夜の学校の理科室とか、あの不気味な感じ。
あそこまでとは言わないが、ここもまあまあ不気味だ。
背中がゾクゾクするんだよな。
なんつーの?
用途のわからない機械とか、散乱するコードとか。
得体の知れない何かがそこらじゅうにあるせいで、めちゃくちゃ息苦しい。
大体、そのどでかい機械は?
お前が操作してるやつ。
「これ?これはメインコンピューターと繋がっとる」
「メインコンピューター?それってパソコンみたいな?」
「んーまあ、そんな感じやな」
「何に使うん?」
「インターネットと接続するんや」
「インターネット!?」
「…脳の中にはチャンネルがあるって言うたやろ?」
「…ああ」
「この機械は、人間の脳の中に保存されてる記憶領域と、電気的に接続するために設計されとる」
「脳と…接続…?」
「コイツはその一部に過ぎん。この地下空間に設置されとる巨大なコンピュータは、未来から来た技術によって設計されとる。用途は色々ある。

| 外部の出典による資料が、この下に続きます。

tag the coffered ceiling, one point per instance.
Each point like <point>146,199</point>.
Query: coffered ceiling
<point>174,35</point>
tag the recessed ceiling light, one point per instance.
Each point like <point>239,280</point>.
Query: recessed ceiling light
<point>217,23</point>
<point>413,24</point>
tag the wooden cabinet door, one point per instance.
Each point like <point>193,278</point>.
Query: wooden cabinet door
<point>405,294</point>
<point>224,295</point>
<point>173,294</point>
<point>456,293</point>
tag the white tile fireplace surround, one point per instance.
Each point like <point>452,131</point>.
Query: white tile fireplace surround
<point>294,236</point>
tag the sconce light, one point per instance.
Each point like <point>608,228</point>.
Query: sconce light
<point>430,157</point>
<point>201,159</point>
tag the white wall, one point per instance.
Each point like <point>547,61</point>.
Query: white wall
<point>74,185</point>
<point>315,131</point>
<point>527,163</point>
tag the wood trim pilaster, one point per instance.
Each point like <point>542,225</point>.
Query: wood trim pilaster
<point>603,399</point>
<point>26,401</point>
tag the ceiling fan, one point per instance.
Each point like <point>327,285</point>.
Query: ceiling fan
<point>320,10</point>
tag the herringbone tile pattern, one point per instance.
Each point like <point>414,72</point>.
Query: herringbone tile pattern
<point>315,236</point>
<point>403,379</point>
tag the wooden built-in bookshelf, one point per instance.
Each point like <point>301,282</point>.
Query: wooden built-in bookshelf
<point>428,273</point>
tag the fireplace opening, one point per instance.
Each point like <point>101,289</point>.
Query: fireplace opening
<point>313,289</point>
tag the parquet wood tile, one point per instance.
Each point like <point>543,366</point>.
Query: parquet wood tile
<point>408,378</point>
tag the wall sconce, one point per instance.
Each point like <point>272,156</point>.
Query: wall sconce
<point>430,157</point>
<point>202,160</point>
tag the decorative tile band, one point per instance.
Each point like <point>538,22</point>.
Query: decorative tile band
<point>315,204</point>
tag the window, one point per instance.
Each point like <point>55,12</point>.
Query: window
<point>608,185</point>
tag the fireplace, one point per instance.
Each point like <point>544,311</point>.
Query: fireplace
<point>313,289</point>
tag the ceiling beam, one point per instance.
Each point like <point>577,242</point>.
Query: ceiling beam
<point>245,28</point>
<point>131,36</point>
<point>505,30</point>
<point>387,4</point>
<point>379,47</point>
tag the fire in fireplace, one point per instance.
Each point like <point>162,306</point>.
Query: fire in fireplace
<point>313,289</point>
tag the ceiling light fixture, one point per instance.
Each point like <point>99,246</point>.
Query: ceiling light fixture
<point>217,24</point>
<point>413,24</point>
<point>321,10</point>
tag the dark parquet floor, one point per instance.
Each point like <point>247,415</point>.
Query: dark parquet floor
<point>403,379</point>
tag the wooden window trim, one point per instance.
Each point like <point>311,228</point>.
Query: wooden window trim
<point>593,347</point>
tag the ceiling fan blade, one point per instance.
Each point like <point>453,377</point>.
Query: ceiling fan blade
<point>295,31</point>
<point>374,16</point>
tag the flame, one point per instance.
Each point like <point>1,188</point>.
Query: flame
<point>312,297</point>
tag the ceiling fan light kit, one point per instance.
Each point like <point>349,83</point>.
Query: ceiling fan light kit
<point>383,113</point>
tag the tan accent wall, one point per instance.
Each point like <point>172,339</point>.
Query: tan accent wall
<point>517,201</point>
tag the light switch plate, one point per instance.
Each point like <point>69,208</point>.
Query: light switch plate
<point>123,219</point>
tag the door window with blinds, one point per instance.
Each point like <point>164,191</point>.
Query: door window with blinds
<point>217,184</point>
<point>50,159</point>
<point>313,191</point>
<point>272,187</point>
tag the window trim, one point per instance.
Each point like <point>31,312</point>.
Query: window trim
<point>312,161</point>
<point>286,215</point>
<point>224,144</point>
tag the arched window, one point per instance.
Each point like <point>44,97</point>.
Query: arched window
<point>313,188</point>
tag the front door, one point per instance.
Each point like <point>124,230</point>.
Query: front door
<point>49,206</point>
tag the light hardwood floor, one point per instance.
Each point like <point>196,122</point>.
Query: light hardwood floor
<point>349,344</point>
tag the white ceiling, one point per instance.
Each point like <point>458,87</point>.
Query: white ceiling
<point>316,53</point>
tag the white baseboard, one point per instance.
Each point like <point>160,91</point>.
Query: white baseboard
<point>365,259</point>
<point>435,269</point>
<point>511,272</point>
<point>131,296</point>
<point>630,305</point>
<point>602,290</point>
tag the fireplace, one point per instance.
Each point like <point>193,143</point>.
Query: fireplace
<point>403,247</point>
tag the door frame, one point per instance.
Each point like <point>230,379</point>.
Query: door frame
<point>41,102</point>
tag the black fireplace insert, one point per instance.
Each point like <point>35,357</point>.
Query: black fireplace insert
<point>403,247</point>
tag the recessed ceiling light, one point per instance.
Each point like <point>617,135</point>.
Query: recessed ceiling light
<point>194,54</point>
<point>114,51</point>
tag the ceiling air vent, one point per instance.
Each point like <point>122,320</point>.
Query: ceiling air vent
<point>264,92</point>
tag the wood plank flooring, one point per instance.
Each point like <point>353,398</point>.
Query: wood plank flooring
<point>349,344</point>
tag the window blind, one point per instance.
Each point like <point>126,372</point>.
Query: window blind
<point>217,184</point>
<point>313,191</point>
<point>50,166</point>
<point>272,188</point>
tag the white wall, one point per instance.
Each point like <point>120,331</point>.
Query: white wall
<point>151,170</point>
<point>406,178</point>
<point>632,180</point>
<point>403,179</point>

基本的には、量子的な情報とかエネルギーにまつわることやけど」
…ふーん。
まあ、なんでもいいけど、あそこに入るのだけは勘弁な?
まだこんなところで死にたくないんだ。
「死んでも、死体はちゃんと処理してあげるで?」
「…冗談に聞こえんのんやけど?」
「今のうちに遺書でも書いとくか?」
後ずさる俺を横目に、女はトントンとタッチパネルを打つ。
機械から音声ガイダンスが流れ始めた。
俺の知らない単語が、スピーカー越しに聞こえてくる。
「よし、準備できた」
「…なあ、帰らん?」
「ここまで来て何言うとんや」
「…いや、その」
ガチであそこに入るつもりなのか??
…いや、ほんとに無理なんだって!!
狭いところは苦手だし、薄気味悪いし…!
「キーちゃんに会いに行くんやろ?」
「行きたいけど…でも…」
「シャンとせぇ」
ポッドの前まで俺を引っ張り、中に入れと促してくる。
ガラス製の蓋を開けた。
中には、レザーシートのようなものが敷かれていて、血管のように流れる電線が、内側の壁に張り巡らされていた。
マザーボードみたいな基盤が、いくつも見える。
たくさん取り付けられていた。
コイルのような部品も、プラグやソケットも。
それと…
「なんで椅子に、こんなものが…?」
座席の上部には、頭を固定するためのベルトと、お椀型のシリコンネットが取り付けられていた。
そのネットは頭の大きさくらいで、位置的に、どう考えても…
「これ、まさか、頭につけるみたいな…?」
「ご名答」
…いやいや、ふざけんなよ
電極のような金属製のチップと、それに連結するケーブルが、ネットの下部に垂れ下がっていた。